MERATE – Una nota congiunta firmata da Teresa Elmo, Enzo Cerri e Italo Bonacina per le Segreterie Cgil, Cisl e Uil Fpl del Lario in vista dell’assemblea dei soci di Retesalute convocata per il 14 aprile con all’ordine del giorno la messa in liquidazione dell’azienda speciale attiva nell’ambito dei servizi alla persona.

Un appuntamento già fissato in agenda per tutti i Comuni soci che allo stato attuale non è però più certo visto che l’amministrazione comunale di Olgiate ha chiesto, tramite il sindaco Giovanni Battista Bernocco, di rinviare la riunione per aspettare l’esito del parere richiesto alla Corte dei Conti su un’interpretazione normativa.  Un richiesta di stop su cui non sono arrivate ancora decisioni ufficiali da parte del Cda e del presidente dell’assemblea dei soci, il sindaco di Merate Massimo Panzeri, ma che ha già comportato il rinvio del consiglio comunale fissato per ieri, mercoledì, a Cernusco con all’ordine del giorno proprio la questione della  messa in liquidazione di Retesalute.

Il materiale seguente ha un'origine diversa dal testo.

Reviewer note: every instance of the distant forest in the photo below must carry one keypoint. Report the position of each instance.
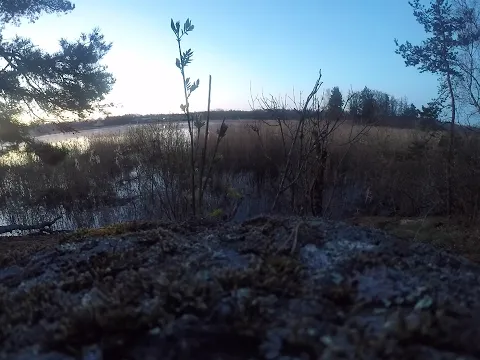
(366, 106)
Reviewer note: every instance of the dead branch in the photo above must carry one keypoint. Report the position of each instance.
(22, 227)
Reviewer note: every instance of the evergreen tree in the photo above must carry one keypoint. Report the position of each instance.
(70, 81)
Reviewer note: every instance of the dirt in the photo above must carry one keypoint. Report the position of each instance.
(269, 288)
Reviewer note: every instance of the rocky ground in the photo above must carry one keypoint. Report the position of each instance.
(269, 288)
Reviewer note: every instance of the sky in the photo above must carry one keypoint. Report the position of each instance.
(249, 47)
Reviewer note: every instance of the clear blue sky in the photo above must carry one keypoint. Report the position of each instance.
(276, 46)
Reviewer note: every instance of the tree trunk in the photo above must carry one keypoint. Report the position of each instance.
(451, 147)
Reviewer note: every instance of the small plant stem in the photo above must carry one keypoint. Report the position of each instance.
(202, 167)
(190, 130)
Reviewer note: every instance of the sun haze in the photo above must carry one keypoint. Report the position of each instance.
(274, 47)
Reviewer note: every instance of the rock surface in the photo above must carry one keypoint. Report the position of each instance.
(269, 288)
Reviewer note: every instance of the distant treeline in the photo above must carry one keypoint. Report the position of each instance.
(366, 106)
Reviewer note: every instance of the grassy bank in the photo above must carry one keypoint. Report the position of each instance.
(368, 171)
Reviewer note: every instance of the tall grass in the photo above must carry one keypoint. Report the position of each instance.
(146, 172)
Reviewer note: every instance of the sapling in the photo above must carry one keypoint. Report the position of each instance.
(185, 58)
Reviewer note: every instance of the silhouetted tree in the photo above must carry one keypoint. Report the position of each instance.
(438, 55)
(70, 81)
(368, 105)
(335, 104)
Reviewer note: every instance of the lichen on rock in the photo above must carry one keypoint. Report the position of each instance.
(269, 288)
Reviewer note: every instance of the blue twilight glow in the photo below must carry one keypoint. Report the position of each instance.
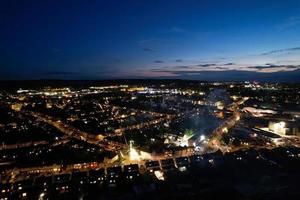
(204, 39)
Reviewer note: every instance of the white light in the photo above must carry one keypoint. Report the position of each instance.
(159, 175)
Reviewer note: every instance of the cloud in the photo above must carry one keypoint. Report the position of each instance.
(60, 73)
(148, 49)
(206, 65)
(229, 64)
(281, 51)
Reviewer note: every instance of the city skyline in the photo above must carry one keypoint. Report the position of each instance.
(201, 40)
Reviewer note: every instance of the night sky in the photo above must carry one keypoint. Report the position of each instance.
(187, 39)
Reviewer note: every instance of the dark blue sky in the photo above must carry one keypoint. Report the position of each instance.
(204, 39)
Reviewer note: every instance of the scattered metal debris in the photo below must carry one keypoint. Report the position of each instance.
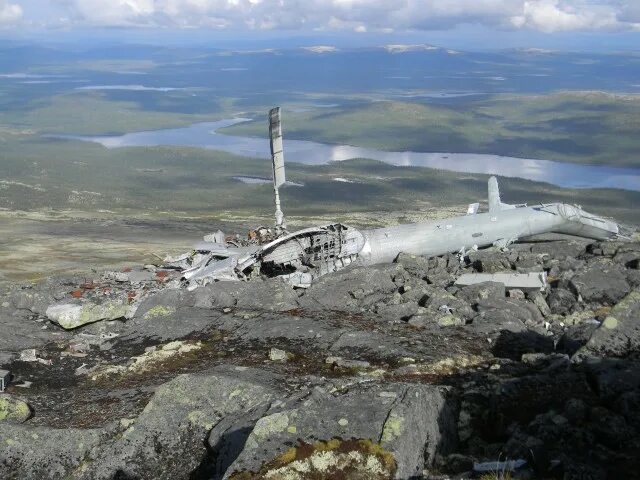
(526, 282)
(302, 256)
(5, 377)
(30, 355)
(506, 466)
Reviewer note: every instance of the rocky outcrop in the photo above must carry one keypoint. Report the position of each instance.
(381, 372)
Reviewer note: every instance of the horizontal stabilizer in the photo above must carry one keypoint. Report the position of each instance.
(495, 204)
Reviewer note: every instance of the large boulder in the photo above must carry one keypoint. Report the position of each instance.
(561, 301)
(353, 289)
(406, 424)
(481, 291)
(619, 333)
(490, 260)
(13, 410)
(167, 440)
(74, 315)
(33, 453)
(602, 283)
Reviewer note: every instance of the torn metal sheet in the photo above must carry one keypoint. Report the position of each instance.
(5, 377)
(527, 282)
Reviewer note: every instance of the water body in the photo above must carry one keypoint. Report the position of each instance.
(206, 135)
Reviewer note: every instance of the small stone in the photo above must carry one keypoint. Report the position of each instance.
(277, 355)
(13, 410)
(388, 394)
(450, 321)
(516, 293)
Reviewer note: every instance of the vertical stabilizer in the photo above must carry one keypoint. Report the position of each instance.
(277, 156)
(495, 204)
(494, 195)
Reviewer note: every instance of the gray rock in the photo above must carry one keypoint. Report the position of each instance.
(612, 377)
(270, 328)
(516, 294)
(403, 311)
(602, 283)
(619, 333)
(539, 301)
(576, 336)
(34, 453)
(166, 322)
(561, 301)
(277, 355)
(416, 265)
(489, 261)
(441, 302)
(74, 315)
(18, 332)
(273, 295)
(528, 262)
(346, 363)
(217, 295)
(560, 249)
(168, 300)
(633, 277)
(518, 309)
(13, 409)
(413, 425)
(575, 410)
(481, 291)
(370, 344)
(609, 428)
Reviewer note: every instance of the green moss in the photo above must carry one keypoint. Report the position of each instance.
(332, 459)
(13, 410)
(159, 311)
(393, 427)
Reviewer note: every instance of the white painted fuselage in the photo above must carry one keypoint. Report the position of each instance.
(499, 227)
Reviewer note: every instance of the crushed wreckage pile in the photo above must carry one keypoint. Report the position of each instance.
(415, 369)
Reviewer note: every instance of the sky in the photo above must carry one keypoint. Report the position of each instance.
(574, 24)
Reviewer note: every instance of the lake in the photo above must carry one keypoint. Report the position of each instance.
(207, 135)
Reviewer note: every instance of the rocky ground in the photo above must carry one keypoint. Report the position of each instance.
(372, 373)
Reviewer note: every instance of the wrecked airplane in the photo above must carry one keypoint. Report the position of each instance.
(302, 256)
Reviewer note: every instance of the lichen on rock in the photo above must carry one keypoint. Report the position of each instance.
(357, 459)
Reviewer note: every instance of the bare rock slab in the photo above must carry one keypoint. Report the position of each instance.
(411, 422)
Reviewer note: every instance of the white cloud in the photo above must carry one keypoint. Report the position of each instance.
(554, 15)
(357, 15)
(9, 13)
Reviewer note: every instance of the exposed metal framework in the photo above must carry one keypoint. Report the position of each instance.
(302, 256)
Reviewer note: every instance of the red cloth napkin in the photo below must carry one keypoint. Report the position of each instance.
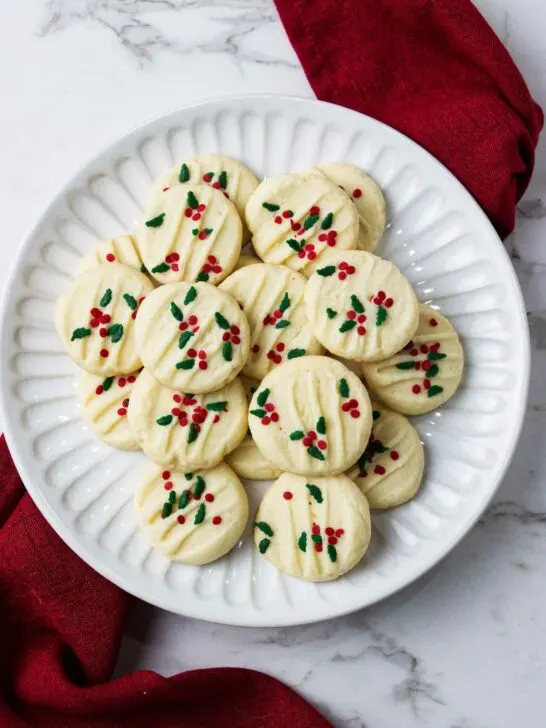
(60, 631)
(434, 70)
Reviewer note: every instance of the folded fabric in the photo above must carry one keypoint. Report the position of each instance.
(434, 70)
(60, 630)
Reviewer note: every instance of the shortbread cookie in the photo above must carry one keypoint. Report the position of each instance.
(311, 416)
(361, 307)
(95, 318)
(123, 249)
(366, 196)
(272, 300)
(218, 171)
(390, 470)
(301, 220)
(191, 517)
(185, 430)
(190, 233)
(426, 373)
(194, 338)
(105, 401)
(247, 460)
(314, 529)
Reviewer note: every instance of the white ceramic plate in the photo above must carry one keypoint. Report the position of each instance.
(438, 237)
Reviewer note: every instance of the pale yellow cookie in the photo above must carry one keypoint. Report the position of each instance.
(272, 300)
(247, 460)
(219, 171)
(191, 517)
(194, 338)
(104, 403)
(366, 196)
(123, 249)
(426, 373)
(314, 529)
(186, 430)
(310, 416)
(95, 318)
(390, 470)
(361, 307)
(301, 220)
(190, 233)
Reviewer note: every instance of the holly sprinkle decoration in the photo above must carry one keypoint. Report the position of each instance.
(188, 413)
(315, 445)
(425, 358)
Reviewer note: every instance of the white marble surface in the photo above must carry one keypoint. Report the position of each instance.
(463, 648)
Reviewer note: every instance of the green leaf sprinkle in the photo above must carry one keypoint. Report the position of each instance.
(327, 271)
(310, 221)
(315, 492)
(186, 364)
(327, 222)
(106, 298)
(176, 311)
(264, 527)
(80, 334)
(193, 432)
(191, 295)
(192, 200)
(264, 545)
(216, 406)
(357, 304)
(200, 515)
(315, 452)
(347, 326)
(131, 301)
(184, 173)
(295, 353)
(227, 351)
(222, 322)
(156, 221)
(115, 332)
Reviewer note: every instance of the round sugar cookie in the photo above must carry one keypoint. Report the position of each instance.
(218, 171)
(186, 430)
(361, 307)
(426, 373)
(315, 529)
(247, 460)
(123, 249)
(272, 300)
(190, 233)
(366, 196)
(194, 338)
(95, 318)
(311, 416)
(192, 517)
(104, 402)
(390, 470)
(301, 220)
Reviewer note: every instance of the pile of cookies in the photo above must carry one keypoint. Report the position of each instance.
(219, 365)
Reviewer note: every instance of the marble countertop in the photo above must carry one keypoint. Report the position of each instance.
(462, 648)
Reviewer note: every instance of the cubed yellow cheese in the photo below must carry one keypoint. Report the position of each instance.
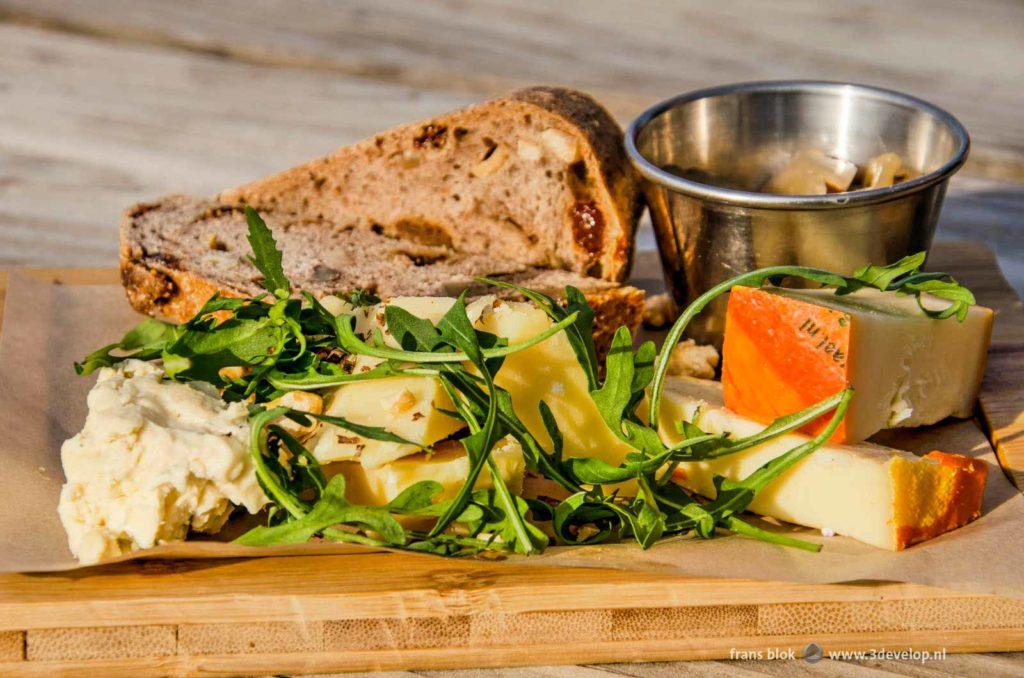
(881, 496)
(408, 407)
(449, 466)
(550, 372)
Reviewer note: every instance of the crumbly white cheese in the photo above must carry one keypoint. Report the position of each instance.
(155, 459)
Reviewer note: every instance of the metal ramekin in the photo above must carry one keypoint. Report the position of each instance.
(740, 134)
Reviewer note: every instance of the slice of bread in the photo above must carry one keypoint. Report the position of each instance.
(534, 187)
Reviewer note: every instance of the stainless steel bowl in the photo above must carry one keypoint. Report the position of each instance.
(704, 156)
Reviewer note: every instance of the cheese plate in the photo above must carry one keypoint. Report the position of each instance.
(386, 610)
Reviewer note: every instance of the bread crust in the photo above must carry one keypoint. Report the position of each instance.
(178, 295)
(602, 251)
(606, 151)
(157, 284)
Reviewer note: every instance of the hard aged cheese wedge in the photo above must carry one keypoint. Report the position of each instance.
(881, 496)
(449, 466)
(548, 372)
(787, 349)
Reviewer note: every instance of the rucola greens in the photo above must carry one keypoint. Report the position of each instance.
(286, 343)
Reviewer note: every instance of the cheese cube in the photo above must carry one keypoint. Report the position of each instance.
(550, 372)
(449, 466)
(404, 406)
(786, 349)
(407, 407)
(884, 497)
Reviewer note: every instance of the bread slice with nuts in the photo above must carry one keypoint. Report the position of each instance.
(532, 187)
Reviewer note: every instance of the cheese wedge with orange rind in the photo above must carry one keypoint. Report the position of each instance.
(884, 497)
(786, 349)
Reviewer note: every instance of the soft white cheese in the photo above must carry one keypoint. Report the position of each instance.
(155, 459)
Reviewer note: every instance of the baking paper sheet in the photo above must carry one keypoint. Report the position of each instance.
(42, 403)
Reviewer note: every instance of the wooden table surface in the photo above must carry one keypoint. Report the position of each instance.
(107, 102)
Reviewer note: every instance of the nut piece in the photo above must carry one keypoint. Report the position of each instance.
(658, 310)
(688, 359)
(492, 163)
(813, 173)
(528, 151)
(402, 403)
(882, 170)
(561, 144)
(302, 401)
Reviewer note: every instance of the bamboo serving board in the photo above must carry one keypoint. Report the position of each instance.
(381, 610)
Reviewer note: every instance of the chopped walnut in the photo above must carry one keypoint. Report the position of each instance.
(303, 401)
(658, 310)
(403, 401)
(689, 359)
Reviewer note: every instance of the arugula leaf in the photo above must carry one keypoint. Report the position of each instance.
(593, 470)
(331, 509)
(615, 393)
(359, 297)
(456, 330)
(883, 277)
(416, 497)
(313, 380)
(145, 342)
(510, 524)
(650, 522)
(200, 354)
(734, 496)
(944, 289)
(350, 342)
(266, 257)
(412, 333)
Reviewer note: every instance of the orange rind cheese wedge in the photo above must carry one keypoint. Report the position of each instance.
(786, 349)
(881, 496)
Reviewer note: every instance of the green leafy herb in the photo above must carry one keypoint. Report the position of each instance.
(359, 298)
(266, 257)
(144, 342)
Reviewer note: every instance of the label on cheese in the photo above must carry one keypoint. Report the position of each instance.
(884, 497)
(786, 349)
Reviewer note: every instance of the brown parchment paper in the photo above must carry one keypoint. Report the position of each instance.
(42, 403)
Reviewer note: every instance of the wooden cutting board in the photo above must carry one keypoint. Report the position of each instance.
(356, 612)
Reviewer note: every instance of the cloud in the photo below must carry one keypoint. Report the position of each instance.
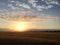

In vista della comunque possibile messa in liquidazione dell’azienda speciale i sindacati hanno diramato un comunicato chiedendo la salvaguardia della continuità aziendale e del personale in servizio a Retesalute.

Di seguito il comunicato.

A pochi giorni di distanza dall’Assemblea di Retesalute, programmata per il 14 aprile p.v., in cui i Comuni Soci, ormai accertata la passività registrata nei bilanci aziendali dal 2015 al 2019, ne decreteranno lo scioglimento, tra i tanti dubbi emerge un’unica certezza condivisa
unitariamente dalle scriventi Organizzazioni Sindacali: qualunque strada si intenda perseguire nell’intraprendere il percorso conseguente allo scioglimento aziendale, dovrà garantire la continuità dei servizi erogati sino ad oggi da Retesalute sul Meratese, oltre che sul Casatese e sull’Oggionese, mantenendo gli attuali livelli qualitativi e quantitativi, in termini di risorse umane impiegate.
Nessun amministrativo, nessuno psicologo, nessun assistente sociale, nessun educatore e
nessun OSS dovrà essere messo in discussione nelle scelte operate dai Comuni Soci per il
prossimo futuro.
Accompagneremo i lavoratori, passo dopo passo, nei progetti futuri che coinvolgeranno
l’azienda, sostenendone il ruolo fondamentale e la professionalità acquisita da ciascuno a
supporto dei soggetti più fragili.
Questo è quanto abbiamo ribadito nell’incontro tenutosi nei giorni scorsi con una
rappresentanza del CDA di Retesalute, che, di fronte all’ipotesi sempre più concreta della
messa in liquidazione dell’azienda, per voce del proprio Presidente, Avv. Alessandra Colombo, guarda al futuro con fiducia, partendo da due dati oggettivi:
– Retesalute ha chiuso il Bilancio 2020 in attivo e anche il 2021 sta procedendo in
positivo;
– i Comuni Soci hanno accantonato nei propri bilanci le somme che occorrono per
garantire il ripianamento del debito accumulato negli anni.
Non sappiamo ancora se il percorso di liquidazione si accompagnerà alla nomina di un
liquidatore o di un collegio liquidatori, ma ciò che ci sentiamo di rimarcare in questo difficile
momento è l’ennesima conferma della nostra fiducia per il modello che Retesalute ha
rappresentato in tutti questi anni, con una gestione associata dei servizi alla persona e alla
famiglia che ne ha scongiurato la privatizzazione, attraverso la gestione pubblica dei medesimi servizi.
È necessario agire rapidamente, dare continuità alle azioni già in atto, portare
definitivamente Retesalute fuori dalle difficoltà.
Bisogna programmare attraverso un piano strategico aziendale interventi organizzativi
volti al miglioramento dei servizi aziendali, anche attraverso una concreta
valorizzazione del personale.
Certi che questo concetto debba rappresentare il punto di partenza da cui avviare ogni altro
ragionamento, che accompagnerà il processo di “riorganizzazione” conseguente allo
scioglimento di Retesalute, seguiremo da vicino le evoluzioni conseguenti a quanto deliberato dall’Assemblea del 14 aprile p.v., pronti a mettere in atto ogni azione che possa intervenire a tutela dei lavoratori coinvolti, qualora il percorso intrapreso possa mettere in discussione la continuità occupazionale e contrattuale.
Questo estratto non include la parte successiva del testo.